Investments in securities, joint ventures and partnerships includes investments accounted for under the equity method of $40 million and $34 million at December 31, 2007 and 2006, respectively. The Company recognized impairment losses totaling $1 million in 2005 due to other than temporary declines in the fair values of certain non-marketable equity securities. No impairment losses were recognized in 2007 or 2006. These losses are reflected in other income (expense) in the Companys consolidated statements of income.
Investments in equipment for lease is comprised of equipment to be leased to clients under long-term IT contracts and net investment in leased equipment associated with such contracts. On March 24, 2006, the Company and the Department of the Navy reached an agreement on the modification of the NMCI contract which, among other things, extended the contract term from 2007 to 2010 and defined the economic lives of certain desktop and infrastructure assets.

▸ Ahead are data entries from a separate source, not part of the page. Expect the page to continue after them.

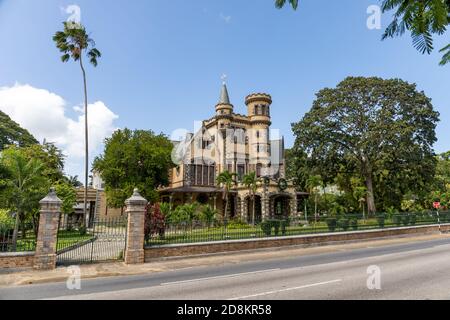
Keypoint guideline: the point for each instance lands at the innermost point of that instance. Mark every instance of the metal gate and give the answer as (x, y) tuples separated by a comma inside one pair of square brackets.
[(103, 241)]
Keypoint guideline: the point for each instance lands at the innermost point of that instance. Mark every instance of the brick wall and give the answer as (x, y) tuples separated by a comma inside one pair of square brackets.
[(240, 245), (16, 260)]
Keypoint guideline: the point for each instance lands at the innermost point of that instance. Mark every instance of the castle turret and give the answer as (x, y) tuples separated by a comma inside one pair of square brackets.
[(224, 107), (258, 110)]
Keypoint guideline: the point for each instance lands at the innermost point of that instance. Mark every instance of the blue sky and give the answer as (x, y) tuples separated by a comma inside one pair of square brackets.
[(162, 60)]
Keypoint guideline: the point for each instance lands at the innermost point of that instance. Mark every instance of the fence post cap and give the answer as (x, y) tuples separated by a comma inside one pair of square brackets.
[(136, 198), (51, 198)]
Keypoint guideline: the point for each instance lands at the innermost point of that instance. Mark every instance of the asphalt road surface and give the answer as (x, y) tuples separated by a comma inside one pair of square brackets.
[(417, 270)]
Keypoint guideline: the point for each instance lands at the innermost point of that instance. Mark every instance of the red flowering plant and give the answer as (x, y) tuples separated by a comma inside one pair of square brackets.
[(155, 222)]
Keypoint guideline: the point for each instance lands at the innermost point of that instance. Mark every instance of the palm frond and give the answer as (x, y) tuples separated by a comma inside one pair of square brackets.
[(446, 57)]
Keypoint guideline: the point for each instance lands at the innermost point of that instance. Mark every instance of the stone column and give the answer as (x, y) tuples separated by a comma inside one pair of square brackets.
[(134, 250), (45, 256)]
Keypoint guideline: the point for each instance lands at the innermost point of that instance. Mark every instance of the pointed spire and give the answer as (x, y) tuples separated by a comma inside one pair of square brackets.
[(224, 97)]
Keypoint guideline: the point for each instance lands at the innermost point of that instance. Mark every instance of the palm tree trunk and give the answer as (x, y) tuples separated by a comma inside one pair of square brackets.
[(253, 209), (86, 141), (315, 207), (16, 231), (225, 214)]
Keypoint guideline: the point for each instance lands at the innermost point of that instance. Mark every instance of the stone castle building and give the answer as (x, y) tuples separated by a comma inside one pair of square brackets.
[(239, 144)]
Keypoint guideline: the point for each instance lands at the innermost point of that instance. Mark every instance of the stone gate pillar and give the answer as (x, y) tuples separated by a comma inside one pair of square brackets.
[(45, 256), (134, 250)]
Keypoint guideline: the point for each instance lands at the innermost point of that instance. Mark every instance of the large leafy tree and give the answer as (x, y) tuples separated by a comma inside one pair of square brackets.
[(74, 42), (134, 159), (379, 130), (423, 18), (12, 134), (25, 186), (52, 158)]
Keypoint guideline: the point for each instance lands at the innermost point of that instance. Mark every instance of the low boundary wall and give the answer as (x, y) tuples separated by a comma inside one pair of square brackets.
[(16, 260), (179, 250)]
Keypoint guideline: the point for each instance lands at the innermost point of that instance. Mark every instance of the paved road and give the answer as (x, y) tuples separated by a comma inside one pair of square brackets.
[(418, 270)]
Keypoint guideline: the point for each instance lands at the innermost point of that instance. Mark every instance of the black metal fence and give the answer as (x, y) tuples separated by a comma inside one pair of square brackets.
[(25, 241), (201, 231), (103, 241)]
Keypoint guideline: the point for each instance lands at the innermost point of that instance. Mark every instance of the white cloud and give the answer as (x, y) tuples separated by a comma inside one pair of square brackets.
[(225, 18), (43, 114)]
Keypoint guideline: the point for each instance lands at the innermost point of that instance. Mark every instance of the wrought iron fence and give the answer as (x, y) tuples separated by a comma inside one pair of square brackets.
[(25, 240), (103, 240), (187, 232)]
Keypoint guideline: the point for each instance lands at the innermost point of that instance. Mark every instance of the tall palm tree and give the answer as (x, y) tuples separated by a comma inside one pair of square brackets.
[(25, 179), (251, 182), (226, 181), (74, 42), (280, 3)]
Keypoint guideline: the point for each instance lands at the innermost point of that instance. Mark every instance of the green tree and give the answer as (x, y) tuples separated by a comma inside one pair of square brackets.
[(313, 183), (25, 188), (73, 42), (443, 171), (251, 182), (68, 196), (52, 158), (134, 159), (380, 130), (12, 134), (73, 181), (297, 168), (208, 214), (423, 18), (226, 180)]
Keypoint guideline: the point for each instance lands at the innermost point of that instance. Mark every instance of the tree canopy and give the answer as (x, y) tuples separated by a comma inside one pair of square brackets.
[(134, 159), (12, 134), (423, 18), (381, 131)]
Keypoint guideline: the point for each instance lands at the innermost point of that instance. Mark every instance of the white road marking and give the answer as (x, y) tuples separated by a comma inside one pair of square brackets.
[(287, 289), (219, 277)]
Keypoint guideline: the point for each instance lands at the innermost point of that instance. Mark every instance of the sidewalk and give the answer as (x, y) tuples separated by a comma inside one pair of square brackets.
[(29, 276)]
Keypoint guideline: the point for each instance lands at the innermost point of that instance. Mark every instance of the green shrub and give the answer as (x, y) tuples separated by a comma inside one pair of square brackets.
[(381, 219), (276, 225), (284, 225), (331, 223), (354, 224), (6, 221), (397, 219), (405, 219), (344, 224), (82, 230), (266, 227), (413, 219)]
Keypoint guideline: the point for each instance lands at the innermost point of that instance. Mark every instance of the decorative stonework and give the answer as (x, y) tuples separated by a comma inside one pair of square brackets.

As a result of the contract modification which changed lease payment terms, the Company recognized sales-type capital lease revenue of $116 million associated with certain assets previously accounted for as operating leases, and certain assets previously accounted for as capital leases with an aggregate net investment balance of $113 million are now being accounted for as operating leases. The net investment in leased equipment associated with the NMCI contract was $288 million and $295 million at December 31, 2007 and 2006, respectively. Future minimum lease payments to be received under the NMCI contract were $301 million and $314 million at December 31, 2007 and 2006, respectively. The unguaranteed residual values accruing to the Company were $13 million and $6 million, and unearned interest income related to these leases was $26 million and $25 million at December 31, 2007 and 2006, respectively. The net lease receivable balance is classified as components of prepaids and other and investments and other assets in the consolidated balance sheets. Future minimum lease payments to be received were as follows: 2008 $166 million; 2009 $96 million; 2010 $39 million.
During 2006, the Company sold land held for development to a real estate joint venture for cash and a minority equity interest in the joint venture. Net proceeds from the sale were $49 million. The Company recognized a net gain of $8 million on the sale which is included in other income (expense) in the consolidated statement of income for the year ended December 31, 2006.